4.1. Prefer collectives over manual loops
// Wrong: manual broadcast via send/recv
if (comm.rank() == 0)
{
for (int r = 1; r < comm.size(); ++r)
{
MPI_Send(buf.data(), count, MPI_DOUBLE, r, 0, MPI_COMM_WORLD);
}
}
else
{
MPI_Recv(buf.data(), count, MPI_DOUBLE, 0, 0, MPI_COMM_WORLD, MPI_STATUS_IGNORE);
}
// Correct: use a collective broadcast
MPI_Bcast(buf.data(), count, MPI_DOUBLE, 0, MPI_COMM_WORLD);
// (boost::mpi3 also provides collective methods, e.g. comm.broadcast_n)

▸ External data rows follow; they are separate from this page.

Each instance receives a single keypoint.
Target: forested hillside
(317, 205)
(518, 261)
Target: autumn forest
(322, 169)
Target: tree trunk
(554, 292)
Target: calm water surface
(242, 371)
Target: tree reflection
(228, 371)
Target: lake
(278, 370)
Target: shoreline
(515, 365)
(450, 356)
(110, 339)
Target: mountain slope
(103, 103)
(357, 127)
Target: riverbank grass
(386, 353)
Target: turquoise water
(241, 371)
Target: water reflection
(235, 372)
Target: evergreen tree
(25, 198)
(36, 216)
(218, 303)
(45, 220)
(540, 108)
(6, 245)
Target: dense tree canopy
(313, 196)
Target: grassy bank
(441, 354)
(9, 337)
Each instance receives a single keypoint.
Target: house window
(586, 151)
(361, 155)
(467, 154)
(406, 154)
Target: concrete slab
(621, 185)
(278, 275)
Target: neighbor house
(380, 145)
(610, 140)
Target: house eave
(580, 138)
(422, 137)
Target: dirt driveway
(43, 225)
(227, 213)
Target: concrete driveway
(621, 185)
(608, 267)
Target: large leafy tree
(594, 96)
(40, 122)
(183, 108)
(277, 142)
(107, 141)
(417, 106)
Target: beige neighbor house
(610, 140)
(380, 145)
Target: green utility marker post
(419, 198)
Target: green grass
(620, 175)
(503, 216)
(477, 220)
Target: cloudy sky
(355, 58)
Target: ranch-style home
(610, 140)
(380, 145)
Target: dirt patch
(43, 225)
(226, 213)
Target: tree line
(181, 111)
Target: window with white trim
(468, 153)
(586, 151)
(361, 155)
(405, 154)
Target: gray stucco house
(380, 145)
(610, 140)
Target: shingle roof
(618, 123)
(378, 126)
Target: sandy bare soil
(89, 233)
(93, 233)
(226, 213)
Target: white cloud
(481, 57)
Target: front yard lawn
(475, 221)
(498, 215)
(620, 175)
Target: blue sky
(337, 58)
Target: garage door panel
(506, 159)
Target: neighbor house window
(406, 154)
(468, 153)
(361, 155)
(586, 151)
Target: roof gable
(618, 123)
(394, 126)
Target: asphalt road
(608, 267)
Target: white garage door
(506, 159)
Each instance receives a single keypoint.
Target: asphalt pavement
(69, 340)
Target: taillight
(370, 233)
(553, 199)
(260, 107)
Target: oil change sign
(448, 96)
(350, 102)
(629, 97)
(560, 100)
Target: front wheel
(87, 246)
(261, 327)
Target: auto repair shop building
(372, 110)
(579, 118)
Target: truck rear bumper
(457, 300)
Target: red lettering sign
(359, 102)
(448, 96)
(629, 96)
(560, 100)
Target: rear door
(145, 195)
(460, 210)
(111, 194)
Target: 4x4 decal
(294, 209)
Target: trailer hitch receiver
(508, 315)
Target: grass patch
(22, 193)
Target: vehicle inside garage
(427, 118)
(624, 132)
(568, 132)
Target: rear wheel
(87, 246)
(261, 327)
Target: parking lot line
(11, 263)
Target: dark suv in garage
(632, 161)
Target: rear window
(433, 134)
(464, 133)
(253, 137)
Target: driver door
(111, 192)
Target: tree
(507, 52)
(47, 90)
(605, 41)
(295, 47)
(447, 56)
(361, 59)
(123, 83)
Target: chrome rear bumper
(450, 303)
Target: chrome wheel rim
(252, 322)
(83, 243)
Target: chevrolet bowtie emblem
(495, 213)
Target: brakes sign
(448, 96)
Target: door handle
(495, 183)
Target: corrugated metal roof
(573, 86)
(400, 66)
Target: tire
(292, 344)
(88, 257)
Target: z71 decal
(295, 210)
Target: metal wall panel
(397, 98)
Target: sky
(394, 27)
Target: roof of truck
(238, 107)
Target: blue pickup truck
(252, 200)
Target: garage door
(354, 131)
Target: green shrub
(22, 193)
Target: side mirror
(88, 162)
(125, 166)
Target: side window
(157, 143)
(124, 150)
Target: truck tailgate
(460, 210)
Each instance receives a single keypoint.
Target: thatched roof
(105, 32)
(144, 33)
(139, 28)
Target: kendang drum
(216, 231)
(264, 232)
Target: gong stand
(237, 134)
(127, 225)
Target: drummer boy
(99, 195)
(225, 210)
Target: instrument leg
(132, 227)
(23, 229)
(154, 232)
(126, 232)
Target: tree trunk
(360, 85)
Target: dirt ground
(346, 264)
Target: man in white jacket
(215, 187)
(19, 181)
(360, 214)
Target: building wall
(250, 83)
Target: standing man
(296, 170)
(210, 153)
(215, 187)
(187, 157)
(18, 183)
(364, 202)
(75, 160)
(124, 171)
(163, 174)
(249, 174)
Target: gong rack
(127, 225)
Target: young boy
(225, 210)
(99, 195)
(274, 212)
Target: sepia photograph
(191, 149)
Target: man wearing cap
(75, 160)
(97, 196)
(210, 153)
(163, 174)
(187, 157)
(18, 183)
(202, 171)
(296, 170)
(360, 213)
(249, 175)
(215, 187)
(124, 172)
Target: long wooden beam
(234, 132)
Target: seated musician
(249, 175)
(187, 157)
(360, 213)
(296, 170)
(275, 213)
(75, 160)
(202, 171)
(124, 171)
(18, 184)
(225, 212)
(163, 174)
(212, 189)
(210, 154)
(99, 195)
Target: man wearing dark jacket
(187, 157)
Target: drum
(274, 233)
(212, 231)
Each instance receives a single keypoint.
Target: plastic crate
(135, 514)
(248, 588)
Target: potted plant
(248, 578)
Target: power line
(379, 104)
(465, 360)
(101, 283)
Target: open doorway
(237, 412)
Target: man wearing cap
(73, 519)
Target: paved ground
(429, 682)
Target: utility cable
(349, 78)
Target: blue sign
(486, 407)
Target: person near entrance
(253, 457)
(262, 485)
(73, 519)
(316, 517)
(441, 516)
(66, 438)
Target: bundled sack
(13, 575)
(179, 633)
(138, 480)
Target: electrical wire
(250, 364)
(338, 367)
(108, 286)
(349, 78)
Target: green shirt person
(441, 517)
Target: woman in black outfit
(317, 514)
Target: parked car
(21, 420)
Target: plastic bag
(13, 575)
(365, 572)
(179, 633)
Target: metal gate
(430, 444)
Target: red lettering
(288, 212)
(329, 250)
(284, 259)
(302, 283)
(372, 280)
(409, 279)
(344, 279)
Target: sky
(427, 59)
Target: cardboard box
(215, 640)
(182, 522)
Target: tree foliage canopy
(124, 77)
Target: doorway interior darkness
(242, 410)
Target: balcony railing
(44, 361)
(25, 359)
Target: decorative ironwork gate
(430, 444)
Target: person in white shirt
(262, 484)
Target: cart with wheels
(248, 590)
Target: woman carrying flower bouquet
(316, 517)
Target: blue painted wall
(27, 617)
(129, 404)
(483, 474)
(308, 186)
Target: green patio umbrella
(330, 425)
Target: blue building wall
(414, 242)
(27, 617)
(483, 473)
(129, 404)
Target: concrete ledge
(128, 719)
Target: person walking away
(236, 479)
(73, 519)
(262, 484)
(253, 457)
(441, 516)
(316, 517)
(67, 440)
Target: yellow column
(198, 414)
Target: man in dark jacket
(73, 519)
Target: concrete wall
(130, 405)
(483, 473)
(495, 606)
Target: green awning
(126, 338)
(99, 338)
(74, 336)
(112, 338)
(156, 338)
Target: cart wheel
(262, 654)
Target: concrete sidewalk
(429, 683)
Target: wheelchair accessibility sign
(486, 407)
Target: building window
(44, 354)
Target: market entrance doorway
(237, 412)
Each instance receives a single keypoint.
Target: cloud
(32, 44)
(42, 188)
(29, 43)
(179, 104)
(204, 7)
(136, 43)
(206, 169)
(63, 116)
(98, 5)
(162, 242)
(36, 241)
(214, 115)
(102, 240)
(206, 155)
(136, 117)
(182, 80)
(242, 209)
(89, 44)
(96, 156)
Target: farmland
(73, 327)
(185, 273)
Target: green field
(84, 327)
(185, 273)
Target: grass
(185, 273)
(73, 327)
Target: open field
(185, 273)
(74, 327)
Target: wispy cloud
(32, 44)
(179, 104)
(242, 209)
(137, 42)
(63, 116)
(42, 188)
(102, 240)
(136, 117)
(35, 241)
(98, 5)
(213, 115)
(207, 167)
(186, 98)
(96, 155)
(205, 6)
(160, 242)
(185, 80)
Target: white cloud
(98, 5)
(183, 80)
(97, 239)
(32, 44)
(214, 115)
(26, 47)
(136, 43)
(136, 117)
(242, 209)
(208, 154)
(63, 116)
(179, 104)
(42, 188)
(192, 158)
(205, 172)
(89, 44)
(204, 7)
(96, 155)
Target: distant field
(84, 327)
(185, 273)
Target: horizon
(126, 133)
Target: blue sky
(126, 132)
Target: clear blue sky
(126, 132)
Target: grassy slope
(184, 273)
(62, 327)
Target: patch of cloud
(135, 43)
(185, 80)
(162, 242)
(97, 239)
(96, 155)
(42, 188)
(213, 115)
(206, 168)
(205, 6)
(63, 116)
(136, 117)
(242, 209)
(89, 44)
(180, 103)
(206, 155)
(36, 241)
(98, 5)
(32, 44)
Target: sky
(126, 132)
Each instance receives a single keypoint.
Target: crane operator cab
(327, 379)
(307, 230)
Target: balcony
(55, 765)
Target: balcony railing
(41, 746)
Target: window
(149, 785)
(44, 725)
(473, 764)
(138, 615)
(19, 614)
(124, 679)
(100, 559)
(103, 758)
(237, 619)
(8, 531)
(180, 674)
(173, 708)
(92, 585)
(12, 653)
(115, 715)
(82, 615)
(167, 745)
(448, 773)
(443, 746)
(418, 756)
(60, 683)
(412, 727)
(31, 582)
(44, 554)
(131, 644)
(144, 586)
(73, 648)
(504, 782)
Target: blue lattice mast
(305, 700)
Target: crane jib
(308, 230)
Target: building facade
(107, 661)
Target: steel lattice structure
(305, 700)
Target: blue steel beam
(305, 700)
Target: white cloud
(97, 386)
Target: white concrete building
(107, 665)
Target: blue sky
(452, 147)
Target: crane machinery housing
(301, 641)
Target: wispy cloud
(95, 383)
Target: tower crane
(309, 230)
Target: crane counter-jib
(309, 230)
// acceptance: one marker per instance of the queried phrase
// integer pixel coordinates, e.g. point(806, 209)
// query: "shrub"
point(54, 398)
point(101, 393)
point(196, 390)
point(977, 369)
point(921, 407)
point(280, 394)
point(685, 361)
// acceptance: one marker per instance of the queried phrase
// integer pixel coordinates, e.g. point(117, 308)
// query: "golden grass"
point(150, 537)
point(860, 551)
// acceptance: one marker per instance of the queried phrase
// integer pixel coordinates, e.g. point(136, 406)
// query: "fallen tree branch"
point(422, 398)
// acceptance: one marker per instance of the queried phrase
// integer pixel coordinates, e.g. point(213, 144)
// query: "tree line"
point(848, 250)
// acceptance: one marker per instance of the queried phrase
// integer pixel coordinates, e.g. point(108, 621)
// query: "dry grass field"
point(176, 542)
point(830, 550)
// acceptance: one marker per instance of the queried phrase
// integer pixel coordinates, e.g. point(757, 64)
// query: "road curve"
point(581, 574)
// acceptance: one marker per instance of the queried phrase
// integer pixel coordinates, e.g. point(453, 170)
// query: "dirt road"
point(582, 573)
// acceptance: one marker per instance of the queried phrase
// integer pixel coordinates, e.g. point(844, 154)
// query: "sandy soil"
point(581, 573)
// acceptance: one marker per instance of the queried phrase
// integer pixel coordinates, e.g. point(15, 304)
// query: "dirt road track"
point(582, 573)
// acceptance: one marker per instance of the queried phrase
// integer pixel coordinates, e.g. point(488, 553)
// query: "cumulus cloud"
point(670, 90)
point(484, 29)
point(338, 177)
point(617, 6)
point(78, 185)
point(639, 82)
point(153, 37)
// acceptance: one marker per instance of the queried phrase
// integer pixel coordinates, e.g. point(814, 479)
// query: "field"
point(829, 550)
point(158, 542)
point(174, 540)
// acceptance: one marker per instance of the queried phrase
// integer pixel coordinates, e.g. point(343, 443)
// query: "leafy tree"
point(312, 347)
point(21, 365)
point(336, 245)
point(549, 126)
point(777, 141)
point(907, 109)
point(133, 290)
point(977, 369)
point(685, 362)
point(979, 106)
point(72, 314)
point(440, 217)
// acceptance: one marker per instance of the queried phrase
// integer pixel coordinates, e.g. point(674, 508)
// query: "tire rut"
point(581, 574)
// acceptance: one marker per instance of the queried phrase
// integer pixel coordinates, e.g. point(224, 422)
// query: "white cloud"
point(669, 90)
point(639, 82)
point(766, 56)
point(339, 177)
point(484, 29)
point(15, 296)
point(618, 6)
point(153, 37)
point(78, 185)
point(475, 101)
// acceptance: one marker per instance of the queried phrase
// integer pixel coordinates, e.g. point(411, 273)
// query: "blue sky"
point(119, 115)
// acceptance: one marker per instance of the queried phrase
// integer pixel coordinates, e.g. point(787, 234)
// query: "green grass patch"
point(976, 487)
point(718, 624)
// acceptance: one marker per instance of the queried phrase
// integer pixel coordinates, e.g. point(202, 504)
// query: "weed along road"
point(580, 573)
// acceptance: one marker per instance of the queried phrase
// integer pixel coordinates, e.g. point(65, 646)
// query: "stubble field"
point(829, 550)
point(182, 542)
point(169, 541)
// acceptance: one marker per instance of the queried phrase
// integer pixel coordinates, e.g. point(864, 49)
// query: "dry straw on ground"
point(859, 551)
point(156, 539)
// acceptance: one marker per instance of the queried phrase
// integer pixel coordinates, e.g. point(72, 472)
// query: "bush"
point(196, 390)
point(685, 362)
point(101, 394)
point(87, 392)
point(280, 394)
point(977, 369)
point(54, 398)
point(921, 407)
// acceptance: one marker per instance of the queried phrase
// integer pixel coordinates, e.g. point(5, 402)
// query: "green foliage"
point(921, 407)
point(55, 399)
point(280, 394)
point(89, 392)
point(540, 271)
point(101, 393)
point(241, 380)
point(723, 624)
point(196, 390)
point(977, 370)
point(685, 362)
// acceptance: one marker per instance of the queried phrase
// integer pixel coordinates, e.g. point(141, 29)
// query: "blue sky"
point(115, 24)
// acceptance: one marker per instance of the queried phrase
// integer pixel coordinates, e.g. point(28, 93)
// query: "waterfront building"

4.2. MPI-aware logging with glog
// Transparent: behavior depends on logging configuration
LOG(INFO) << fmt::format("Starting computation with N={}", N);
// In selective/debug mode, all ranks may emit if configured
LOG(DEBUG) << fmt::format("[rank {}] localNorm={}", comm.rank(), localNorm);
4.3. Avoid unnecessary barriers
// Wrong: barrier in every loop step (expensive!)
for (int step = 0; step < steps; ++step)
{
compute_local();
MPI_Barrier(MPI_COMM_WORLD); // unnecessary
}
// Correct: rely on nonblocking ops or collectives
std::vector<MPI_Request> reqs;
// issue nonblocking Isend/Irecv into reqs...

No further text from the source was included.